Oscar looked up from his plate, and if a cat could laugh, he would have been. ‘Boy, that’s ugly, even for a jinn. Looks like a cross between a rat, a frog and a bottlebrush. What’s he saying?’
‘Tell that flea motel he’d make a good footstool,’ the jinn said into Raya’s ear. She batted away the tickly feeling. ‘Nothing, he’s just spouting the usual jinn rubbish.’
Oscar licked some crumbs off his front and walked towards the door. ‘Do you want me to go get Bryony, to get rid of it?’
‘No!’ she accidentally barked. ‘I need some time without her – to try to sort my head out.’
‘I’ll help,’ crackled the jinn.
Raya ignored it and turned to Oscar, ‘Stay, Oscar. Help me figure this out.’
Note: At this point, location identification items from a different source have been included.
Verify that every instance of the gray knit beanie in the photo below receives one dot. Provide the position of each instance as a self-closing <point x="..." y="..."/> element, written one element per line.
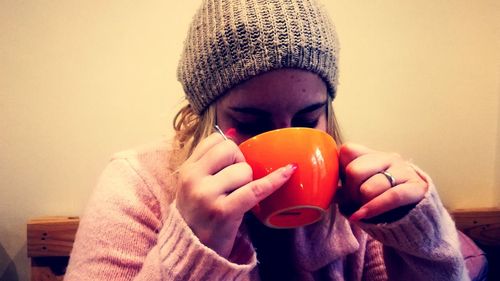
<point x="230" y="41"/>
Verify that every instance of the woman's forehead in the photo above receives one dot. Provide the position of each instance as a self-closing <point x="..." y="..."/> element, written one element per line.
<point x="286" y="87"/>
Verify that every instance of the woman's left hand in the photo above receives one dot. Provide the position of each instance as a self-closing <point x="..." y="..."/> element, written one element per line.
<point x="366" y="192"/>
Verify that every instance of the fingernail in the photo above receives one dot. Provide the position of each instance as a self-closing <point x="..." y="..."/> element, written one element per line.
<point x="359" y="214"/>
<point x="290" y="169"/>
<point x="230" y="133"/>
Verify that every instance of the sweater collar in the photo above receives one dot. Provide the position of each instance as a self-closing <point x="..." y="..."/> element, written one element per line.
<point x="322" y="243"/>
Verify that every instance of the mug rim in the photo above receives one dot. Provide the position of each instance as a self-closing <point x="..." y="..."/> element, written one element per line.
<point x="287" y="129"/>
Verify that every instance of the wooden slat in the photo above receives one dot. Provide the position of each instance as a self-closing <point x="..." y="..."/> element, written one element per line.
<point x="51" y="236"/>
<point x="482" y="225"/>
Oscar hopped on the now unused bed and curled in a circle. ‘OK.’
Raya talked it through with Oscar. She realised she did want to stay in Istanbul.
‘I don’t know, Raya. It’s different for me to stay here. I am a cat – I mean, you’ll live a lot longer. Won’t you miss all that stuff back home that you humans do so much, like watching telly?’
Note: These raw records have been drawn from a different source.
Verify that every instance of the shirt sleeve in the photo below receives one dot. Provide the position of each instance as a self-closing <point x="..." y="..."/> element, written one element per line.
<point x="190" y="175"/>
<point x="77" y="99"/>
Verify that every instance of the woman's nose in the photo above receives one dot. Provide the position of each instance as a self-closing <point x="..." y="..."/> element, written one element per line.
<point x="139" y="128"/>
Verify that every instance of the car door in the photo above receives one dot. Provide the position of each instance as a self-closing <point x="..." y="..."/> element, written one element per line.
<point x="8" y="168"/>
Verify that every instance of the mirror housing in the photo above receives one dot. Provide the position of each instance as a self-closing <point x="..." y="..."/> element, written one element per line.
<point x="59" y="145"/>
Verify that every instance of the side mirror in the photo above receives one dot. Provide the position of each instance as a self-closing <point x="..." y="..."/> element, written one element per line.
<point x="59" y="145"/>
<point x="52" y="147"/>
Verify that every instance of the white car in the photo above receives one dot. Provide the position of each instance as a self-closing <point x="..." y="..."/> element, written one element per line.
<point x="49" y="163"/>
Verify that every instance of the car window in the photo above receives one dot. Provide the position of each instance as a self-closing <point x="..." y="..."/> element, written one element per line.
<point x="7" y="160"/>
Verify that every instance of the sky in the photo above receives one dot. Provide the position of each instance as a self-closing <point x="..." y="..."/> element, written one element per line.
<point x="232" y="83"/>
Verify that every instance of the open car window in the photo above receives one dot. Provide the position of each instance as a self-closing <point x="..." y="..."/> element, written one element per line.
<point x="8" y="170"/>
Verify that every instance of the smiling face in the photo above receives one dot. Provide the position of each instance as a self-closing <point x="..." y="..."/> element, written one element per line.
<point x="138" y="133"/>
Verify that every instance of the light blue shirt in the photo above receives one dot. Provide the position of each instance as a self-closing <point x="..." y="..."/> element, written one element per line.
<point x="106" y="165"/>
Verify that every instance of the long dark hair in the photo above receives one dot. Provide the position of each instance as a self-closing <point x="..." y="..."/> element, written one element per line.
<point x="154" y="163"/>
‘What’s “telly”?’ the bottlebrush jinn asked.
‘It’s kind of like a box with lots of moving pictures.’
‘Don’t’ talk to it – you know what they’re like. OK, what about, the Internet, your mobile? Your friends?’ Oscar said.
The jinn asked about the first two, and when Raya thought about it, they were more boxes with
buttons and pictures. And as far as friends, really the only ones she cared about she’d only known a few weeks – the gang at the Cosmic, and Angie and Jake. The longer this lopsided conversation continued the more she found herself agreeing with Bottlebrush. Oscar must have sensed it, or had had enough because he leapt onto the windowsill and jumped out as soon as Raya opened the shutters for him.
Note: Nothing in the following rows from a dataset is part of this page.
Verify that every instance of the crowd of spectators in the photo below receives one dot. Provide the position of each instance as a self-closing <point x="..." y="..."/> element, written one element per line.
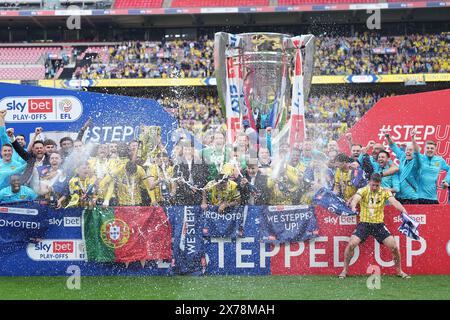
<point x="163" y="59"/>
<point x="368" y="53"/>
<point x="80" y="173"/>
<point x="328" y="116"/>
<point x="364" y="53"/>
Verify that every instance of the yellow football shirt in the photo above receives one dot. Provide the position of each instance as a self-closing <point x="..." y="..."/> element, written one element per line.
<point x="372" y="204"/>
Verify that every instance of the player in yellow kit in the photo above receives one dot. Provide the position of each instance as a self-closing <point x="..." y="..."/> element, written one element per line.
<point x="372" y="199"/>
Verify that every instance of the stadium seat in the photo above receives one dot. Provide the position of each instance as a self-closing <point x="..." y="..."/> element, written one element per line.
<point x="218" y="3"/>
<point x="22" y="73"/>
<point x="124" y="4"/>
<point x="24" y="63"/>
<point x="317" y="2"/>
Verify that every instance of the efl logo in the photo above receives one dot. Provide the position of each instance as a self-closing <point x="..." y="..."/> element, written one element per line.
<point x="347" y="220"/>
<point x="62" y="247"/>
<point x="72" y="222"/>
<point x="40" y="105"/>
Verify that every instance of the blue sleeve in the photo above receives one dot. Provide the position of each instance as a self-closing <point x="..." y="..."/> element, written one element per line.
<point x="19" y="169"/>
<point x="3" y="136"/>
<point x="399" y="153"/>
<point x="422" y="158"/>
<point x="361" y="158"/>
<point x="444" y="165"/>
<point x="447" y="177"/>
<point x="375" y="165"/>
<point x="396" y="182"/>
<point x="416" y="158"/>
<point x="31" y="194"/>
She felt another release when Oscar left. She let herself feel it – this very weird and difficult decision. She wanted to stay here in Istanbul, even more than she had wanted to stay at the Cosmic. This felt like home. Now, how to tell Bryony?
‘Why tell her?’ the jinn suggested. ‘She’ll find out soon enough. You’ve only got seven more days, right?’
Raya gasped. ‘How do you know that?’
‘Jinn know LOTS of things – we’re the beings made of fire, remember?’
She started to ask him what that had to do with it, but thought better of it. Talking to jinn was like arguing with a spring made of jelly. She didn’t know how Bryony did it.
She fell into a dark, dreamless sleep.
* * *
The next day, their eighth in Istanbul, was normal, if you can call practising transporting at the han, then to the Grand Bazaar, doing some coffee cup readings, stopping at the baths then transporting home, all the while brushing that nosey jinn off her shoulders ‘normal’. The only different thing was her avoiding Bryony. She thought she should tell Bryony her decision to stay – the stand-up thing to do, but she couldn’t face it.
‘Who cares? Stand up. Sit down, do the hokey-cokey and turn yourself around.’ The jinn’s voice dissolved into a snorting laugh. She was glad he found himself so entertaining, maybe he’d give her a break.
Shortly after she transported back home, Abbas knocked on her door and asked if he could have a minute.
‘Here, Rachel, we want you to have this,’ he said offering a little wooden box with one of those blue glass eyes they called nazarlik on the lid. These good luck charms were everywhere, on all the houses, shops, sewn onto clothes. There were so many, you stopped noticing them.